In Thomas v. EOTECH LLC, the plaintiff’s employment agreement contained language requiring her to file any claims or lawsuits relating to her employment within 180 days after the occurrence of any alleged violation. It also required her to waive her right to pursue any actions beyond that time period. After she was terminated, the plaintiff filed a charge of discrimination with a state agency and eventually sued the defendant more than 180 days after her termination. Following the former employer’s motion, the district court dismissed the suit based on the waiver language contained in the employment agreement.
On appeal, the Fourth Circuit reversed this decision, remanding the case to the district court.
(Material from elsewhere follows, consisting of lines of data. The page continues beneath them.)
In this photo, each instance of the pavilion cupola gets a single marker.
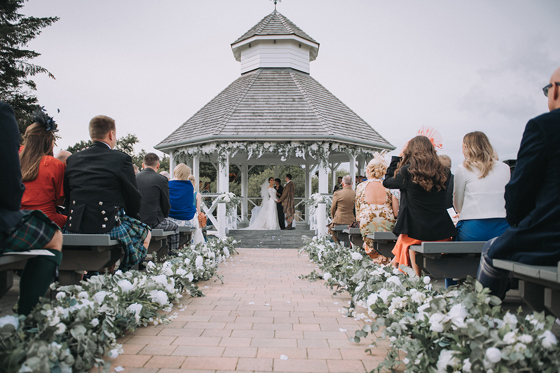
(275, 42)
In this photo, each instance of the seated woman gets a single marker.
(422, 180)
(480, 184)
(376, 206)
(42, 174)
(198, 237)
(181, 197)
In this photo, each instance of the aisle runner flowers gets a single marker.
(463, 329)
(73, 332)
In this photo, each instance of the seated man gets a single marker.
(342, 209)
(24, 230)
(154, 210)
(532, 200)
(101, 193)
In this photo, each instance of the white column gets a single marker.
(353, 169)
(223, 187)
(245, 191)
(322, 207)
(196, 171)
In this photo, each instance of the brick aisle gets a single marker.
(261, 312)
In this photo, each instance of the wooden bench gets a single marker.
(539, 286)
(11, 261)
(158, 242)
(185, 235)
(450, 259)
(341, 233)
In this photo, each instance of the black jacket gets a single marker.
(11, 187)
(532, 198)
(154, 189)
(97, 182)
(422, 215)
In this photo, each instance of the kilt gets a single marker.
(34, 231)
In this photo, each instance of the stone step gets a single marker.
(270, 239)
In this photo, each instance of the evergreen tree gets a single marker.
(16, 87)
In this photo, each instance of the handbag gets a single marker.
(202, 220)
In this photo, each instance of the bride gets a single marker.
(267, 217)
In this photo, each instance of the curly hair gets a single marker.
(424, 165)
(478, 152)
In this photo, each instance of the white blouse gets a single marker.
(476, 198)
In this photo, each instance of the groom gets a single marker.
(287, 201)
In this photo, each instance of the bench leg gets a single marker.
(532, 294)
(6, 281)
(69, 278)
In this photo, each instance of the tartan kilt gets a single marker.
(34, 231)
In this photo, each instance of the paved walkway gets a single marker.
(260, 313)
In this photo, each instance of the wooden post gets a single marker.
(245, 191)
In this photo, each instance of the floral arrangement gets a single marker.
(232, 201)
(317, 150)
(462, 329)
(314, 200)
(73, 332)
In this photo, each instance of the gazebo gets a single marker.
(275, 113)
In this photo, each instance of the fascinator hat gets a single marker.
(41, 117)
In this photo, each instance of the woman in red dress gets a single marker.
(42, 174)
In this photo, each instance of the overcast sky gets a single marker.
(458, 66)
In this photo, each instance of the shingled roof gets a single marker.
(275, 24)
(275, 104)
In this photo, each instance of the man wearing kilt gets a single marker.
(102, 196)
(24, 230)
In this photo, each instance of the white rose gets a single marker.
(493, 355)
(10, 319)
(357, 256)
(99, 296)
(548, 339)
(125, 285)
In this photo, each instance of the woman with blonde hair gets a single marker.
(42, 174)
(423, 181)
(376, 207)
(198, 237)
(480, 184)
(181, 197)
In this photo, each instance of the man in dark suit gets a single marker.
(154, 210)
(279, 207)
(532, 199)
(101, 193)
(24, 230)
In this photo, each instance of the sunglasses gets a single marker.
(545, 89)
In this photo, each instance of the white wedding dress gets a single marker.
(267, 217)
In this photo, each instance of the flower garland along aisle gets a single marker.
(73, 332)
(461, 329)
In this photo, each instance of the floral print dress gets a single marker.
(374, 218)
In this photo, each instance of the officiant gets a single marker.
(279, 207)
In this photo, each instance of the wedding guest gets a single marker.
(376, 207)
(24, 230)
(423, 181)
(198, 237)
(63, 156)
(446, 160)
(154, 207)
(279, 207)
(480, 184)
(532, 200)
(42, 174)
(181, 197)
(342, 209)
(102, 196)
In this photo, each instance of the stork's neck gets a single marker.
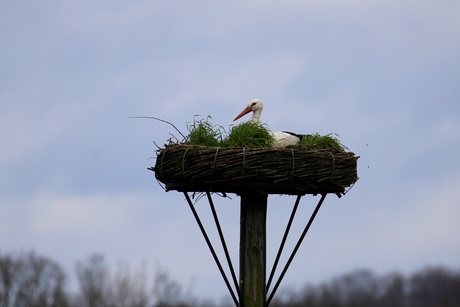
(256, 115)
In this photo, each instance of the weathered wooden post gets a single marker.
(253, 248)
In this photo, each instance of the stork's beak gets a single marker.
(244, 112)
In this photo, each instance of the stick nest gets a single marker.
(207, 166)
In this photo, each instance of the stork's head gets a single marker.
(255, 106)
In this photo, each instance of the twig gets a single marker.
(161, 120)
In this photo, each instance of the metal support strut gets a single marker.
(252, 249)
(299, 242)
(211, 248)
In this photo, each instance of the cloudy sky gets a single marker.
(384, 75)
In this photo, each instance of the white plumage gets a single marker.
(282, 139)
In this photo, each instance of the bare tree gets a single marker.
(31, 280)
(93, 279)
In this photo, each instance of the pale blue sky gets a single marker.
(383, 75)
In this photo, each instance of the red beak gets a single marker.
(244, 112)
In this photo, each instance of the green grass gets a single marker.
(249, 134)
(322, 141)
(202, 132)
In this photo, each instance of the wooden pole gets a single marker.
(253, 249)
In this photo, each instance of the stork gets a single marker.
(281, 139)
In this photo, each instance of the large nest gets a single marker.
(276, 171)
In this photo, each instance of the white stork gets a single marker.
(282, 139)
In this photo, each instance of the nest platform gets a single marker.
(293, 171)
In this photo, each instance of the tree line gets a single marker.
(31, 280)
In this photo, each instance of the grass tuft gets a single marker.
(202, 132)
(318, 141)
(249, 134)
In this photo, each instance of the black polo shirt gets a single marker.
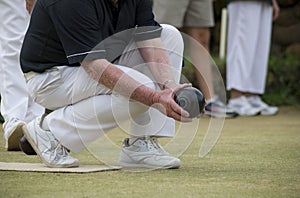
(64, 32)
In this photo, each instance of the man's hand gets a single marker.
(165, 103)
(29, 5)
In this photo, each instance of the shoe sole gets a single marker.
(218, 115)
(14, 138)
(35, 148)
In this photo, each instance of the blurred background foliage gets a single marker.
(283, 80)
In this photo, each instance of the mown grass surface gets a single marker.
(254, 157)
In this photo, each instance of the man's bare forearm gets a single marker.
(155, 55)
(113, 78)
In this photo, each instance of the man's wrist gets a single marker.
(165, 84)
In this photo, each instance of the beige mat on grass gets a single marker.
(38, 167)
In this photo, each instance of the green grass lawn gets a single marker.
(254, 157)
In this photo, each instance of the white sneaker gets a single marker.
(13, 132)
(242, 106)
(49, 149)
(257, 102)
(146, 153)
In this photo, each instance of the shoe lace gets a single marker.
(157, 145)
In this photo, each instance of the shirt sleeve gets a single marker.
(77, 26)
(147, 27)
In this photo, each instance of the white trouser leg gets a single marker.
(155, 123)
(248, 45)
(15, 102)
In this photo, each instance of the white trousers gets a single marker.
(85, 110)
(248, 44)
(15, 101)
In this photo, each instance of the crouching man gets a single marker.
(96, 64)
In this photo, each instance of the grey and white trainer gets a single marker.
(49, 149)
(146, 152)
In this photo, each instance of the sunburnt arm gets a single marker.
(109, 75)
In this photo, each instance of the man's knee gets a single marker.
(171, 36)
The court concluded that federal civil rights laws demonstrate that Congress intended to establish specific procedural requirements that strike a balance between the employers’ and employees’ interests. Contractual agreements that alter these filing periods upset that balance, create uncertainty, and violate congressional intent as demonstrated by the statutes’ precise requirements.
In a business-to-business context, it is fairly common to see the parties agree by contract to limit the time period for filing claims. The Fourth Circuit may have been concerned that applicants seeking work do not have the same knowledge, sophistication, or bargaining leverage, and they could be coerced by a potential employer to waive or limit their legal rights. The court’s decision is consistent with a previous one by the Sixth Circuit (which includes Tennessee). To date, federal appellate courts have shown little appetite for allowing employers to use employment agreements to restrict statutory protections.